Keurig isn’t just about coffee anymore – here’s the groundbreaking technology
JAB is expected to square off against Nestlé, the Swiss company whose Nescafé and Taster’s Choice brands make it the world’s No. 1 coffee company.
For its part, JAB in 2013 paid almost 16 times EBITDA – a higher multiple than the Keurig transaction – to buy Douwe Egberts, which in July merged with Mondelez’s coffee brands to form Jacobs Douwe Egberts.
This is the largest coffee acquisition by JAB, which is controlled by Germany’s billionaire Reimann family.
The acquisition was approved unanimously by Keurig’s board, including its largest stakeholder Coca-Cola, which owns 17.4 percent, Keurig said in a statement.
Prior to the deal, Keurig’s stock had tumbled about 61% in the past year after the roll-out of its next generation hot brewer blocked the use of unlicensed pods and those that worked in the first generation machine.
FILE – In this October 7, 2010, file photo, a Green Mountain Coffee single-serving brewing cup is seen in a Keurig machine in Montpelier, Vt.
“JAB fully supports Keurig Green Mountain’s culture and values as we continue to pursue our commitment to deliver innovative beverage solutions for consumers at the touch of a button“, said Brian Kelley, President and CEO.
Keurig Green Mountain, which makes K-cups single-serve coffee pods, said it has accepted a $13.9bn (£9.2bn) bid. As CNN Money reports, an investment by Coca-Cola in the company earlier this year will now just break even, as its stock price has since surged 78 percent on the news. It also had cash and cash equivalents of almost $60 million and restricted cash and cash equivalents of about $30 million as of September 26, as well as outstanding debt of about $330 million and capital lease obligations and financing obligations of around $120 million, giving the company an enterprise value of close to $14.1 billion.
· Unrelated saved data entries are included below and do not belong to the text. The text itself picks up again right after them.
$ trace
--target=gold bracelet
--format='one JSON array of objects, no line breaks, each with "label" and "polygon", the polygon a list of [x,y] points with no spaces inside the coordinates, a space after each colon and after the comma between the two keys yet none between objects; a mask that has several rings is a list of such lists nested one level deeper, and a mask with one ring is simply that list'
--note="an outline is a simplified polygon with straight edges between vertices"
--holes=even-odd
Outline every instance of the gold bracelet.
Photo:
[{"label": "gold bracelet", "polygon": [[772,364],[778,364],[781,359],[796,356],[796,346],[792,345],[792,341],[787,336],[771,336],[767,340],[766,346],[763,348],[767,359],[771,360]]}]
“We look forward to working with JAB, an experienced operator with a successful track record of investing in and growing consumer companies”, said Muhtar Kent, chairman and chief executive of The Coca-Cola Company, in the statement. The company has suffered from waning sales of its K-Cup containers and lower prices on brewers. The stake is valued at about $2.4 billion at the offer price.
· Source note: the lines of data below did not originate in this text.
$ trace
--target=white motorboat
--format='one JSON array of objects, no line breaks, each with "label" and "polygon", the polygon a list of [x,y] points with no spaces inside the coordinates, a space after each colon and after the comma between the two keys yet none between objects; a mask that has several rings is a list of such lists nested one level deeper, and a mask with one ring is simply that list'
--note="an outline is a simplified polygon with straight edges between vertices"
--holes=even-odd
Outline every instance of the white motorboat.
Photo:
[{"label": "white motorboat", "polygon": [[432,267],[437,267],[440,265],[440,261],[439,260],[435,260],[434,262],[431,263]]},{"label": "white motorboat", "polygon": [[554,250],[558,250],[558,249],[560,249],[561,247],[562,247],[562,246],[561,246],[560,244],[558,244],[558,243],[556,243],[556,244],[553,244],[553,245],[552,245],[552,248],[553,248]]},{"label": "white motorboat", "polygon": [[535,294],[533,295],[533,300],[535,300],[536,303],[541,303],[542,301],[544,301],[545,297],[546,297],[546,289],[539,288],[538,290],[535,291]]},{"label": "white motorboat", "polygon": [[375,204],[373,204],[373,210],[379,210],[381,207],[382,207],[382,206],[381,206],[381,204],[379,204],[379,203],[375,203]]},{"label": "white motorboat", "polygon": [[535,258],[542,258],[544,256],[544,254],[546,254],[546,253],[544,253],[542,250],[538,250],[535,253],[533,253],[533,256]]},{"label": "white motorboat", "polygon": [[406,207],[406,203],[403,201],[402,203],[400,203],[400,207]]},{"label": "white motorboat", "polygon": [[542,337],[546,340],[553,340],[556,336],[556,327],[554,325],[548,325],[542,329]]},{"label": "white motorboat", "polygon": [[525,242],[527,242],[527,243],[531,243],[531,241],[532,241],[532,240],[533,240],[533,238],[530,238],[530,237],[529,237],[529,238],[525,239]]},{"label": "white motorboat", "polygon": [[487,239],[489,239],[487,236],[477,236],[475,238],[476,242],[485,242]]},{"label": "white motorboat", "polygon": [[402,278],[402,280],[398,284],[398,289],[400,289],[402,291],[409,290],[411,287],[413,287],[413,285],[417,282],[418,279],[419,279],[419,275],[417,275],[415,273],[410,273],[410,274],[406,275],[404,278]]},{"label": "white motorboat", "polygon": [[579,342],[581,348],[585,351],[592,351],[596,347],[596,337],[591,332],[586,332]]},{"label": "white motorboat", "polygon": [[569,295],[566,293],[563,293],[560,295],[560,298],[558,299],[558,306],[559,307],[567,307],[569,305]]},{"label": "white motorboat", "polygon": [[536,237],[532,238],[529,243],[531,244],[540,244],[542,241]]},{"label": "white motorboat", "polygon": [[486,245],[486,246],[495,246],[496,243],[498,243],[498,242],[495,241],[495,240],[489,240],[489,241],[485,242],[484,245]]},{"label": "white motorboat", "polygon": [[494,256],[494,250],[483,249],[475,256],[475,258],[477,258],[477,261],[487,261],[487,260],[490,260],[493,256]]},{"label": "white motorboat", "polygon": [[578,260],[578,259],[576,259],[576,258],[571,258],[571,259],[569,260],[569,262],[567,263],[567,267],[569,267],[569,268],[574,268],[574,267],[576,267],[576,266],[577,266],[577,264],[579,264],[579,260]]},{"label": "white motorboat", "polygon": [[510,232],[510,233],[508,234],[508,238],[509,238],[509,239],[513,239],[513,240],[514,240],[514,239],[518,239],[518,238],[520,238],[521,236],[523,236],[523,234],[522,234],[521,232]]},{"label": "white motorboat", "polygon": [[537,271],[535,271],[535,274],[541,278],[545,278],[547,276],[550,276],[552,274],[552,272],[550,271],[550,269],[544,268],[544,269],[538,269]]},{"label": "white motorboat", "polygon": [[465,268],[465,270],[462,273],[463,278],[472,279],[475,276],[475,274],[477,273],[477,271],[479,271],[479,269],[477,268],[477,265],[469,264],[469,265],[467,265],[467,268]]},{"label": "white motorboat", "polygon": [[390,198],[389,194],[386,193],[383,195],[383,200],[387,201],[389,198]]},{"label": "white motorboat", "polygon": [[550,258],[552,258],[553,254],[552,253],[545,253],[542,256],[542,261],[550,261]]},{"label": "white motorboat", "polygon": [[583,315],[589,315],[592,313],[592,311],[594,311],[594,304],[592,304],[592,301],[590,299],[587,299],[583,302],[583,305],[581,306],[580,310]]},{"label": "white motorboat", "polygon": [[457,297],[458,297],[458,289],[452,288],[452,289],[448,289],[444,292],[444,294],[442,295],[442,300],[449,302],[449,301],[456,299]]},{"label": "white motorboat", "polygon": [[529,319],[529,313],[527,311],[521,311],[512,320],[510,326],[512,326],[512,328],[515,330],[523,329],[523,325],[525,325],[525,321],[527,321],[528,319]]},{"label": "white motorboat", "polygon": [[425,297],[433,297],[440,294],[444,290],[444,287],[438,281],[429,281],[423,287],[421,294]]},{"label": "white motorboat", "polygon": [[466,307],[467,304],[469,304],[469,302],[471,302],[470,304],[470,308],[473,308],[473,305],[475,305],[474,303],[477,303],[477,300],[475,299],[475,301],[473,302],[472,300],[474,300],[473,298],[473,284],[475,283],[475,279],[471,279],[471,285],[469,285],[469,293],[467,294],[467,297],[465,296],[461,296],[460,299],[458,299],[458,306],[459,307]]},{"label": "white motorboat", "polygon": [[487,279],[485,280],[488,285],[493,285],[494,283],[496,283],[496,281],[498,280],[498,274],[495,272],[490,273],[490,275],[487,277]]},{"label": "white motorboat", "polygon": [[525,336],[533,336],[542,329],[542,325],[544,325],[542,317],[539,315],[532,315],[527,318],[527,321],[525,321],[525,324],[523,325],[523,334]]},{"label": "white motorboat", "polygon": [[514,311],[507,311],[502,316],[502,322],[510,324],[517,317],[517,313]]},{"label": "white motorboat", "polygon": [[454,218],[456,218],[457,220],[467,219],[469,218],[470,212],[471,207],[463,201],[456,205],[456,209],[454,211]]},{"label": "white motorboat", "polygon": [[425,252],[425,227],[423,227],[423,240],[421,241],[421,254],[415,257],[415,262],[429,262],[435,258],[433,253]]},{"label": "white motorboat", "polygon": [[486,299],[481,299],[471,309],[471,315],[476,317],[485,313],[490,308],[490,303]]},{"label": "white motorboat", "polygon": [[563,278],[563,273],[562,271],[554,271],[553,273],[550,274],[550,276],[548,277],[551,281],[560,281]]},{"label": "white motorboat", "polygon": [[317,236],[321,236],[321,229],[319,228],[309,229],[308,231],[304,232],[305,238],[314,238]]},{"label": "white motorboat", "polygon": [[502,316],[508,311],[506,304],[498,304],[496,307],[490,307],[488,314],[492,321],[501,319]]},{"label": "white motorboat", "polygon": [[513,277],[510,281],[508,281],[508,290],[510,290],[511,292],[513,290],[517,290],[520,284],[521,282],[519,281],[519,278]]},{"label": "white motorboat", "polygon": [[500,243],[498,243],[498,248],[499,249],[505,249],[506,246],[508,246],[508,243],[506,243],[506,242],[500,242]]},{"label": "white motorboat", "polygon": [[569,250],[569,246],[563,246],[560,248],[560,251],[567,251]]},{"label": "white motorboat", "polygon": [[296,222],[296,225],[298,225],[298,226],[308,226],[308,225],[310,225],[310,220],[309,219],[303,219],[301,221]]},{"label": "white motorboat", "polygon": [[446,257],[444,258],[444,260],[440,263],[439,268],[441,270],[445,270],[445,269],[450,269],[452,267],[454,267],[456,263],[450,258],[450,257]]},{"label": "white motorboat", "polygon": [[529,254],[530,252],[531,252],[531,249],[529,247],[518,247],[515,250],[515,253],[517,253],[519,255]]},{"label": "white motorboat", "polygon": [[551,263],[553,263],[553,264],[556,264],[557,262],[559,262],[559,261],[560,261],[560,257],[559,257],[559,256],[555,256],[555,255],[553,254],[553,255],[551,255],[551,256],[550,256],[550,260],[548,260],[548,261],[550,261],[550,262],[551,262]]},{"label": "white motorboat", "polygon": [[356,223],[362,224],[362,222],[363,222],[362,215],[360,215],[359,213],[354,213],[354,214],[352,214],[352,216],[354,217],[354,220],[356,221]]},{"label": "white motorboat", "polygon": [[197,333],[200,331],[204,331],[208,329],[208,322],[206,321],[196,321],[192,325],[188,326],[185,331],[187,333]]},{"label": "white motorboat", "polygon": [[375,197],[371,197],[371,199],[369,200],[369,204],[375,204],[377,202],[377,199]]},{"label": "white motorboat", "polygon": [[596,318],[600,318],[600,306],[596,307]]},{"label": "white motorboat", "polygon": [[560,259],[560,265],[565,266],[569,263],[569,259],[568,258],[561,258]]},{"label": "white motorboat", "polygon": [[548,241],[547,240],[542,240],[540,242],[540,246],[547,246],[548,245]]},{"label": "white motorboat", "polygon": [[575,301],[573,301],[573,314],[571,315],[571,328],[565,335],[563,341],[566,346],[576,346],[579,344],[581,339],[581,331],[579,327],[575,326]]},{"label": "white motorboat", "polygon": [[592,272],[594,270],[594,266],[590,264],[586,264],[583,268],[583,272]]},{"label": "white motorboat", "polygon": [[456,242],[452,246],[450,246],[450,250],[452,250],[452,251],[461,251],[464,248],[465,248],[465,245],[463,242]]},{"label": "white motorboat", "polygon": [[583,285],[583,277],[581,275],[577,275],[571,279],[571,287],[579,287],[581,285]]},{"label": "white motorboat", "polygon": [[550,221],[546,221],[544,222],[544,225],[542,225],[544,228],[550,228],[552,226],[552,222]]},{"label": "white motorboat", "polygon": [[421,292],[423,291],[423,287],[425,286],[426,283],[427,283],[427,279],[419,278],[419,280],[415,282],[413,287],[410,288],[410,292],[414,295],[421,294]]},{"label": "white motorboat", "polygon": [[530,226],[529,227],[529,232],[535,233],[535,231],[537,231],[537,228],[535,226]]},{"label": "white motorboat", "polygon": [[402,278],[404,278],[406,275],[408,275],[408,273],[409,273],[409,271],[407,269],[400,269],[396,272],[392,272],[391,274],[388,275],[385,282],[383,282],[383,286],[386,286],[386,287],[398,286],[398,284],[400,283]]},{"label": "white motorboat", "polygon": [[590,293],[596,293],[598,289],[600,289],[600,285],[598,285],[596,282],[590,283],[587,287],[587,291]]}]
Coke’s shares fell 25 cents to $43.04 in midday trading in NY.
The investment group includes backers of Netherlands-based Jacobs Douwe Egberts, a global tea and coffee company formed in 2014 as the combination of the coffee franchises of Oreo-maker Mondelez International and D.E Master Blenders.
Keurig would remain based in Waterbury after the sale. But what we do know is that management will be staying on and the company will continue to be headquartered in Vermont.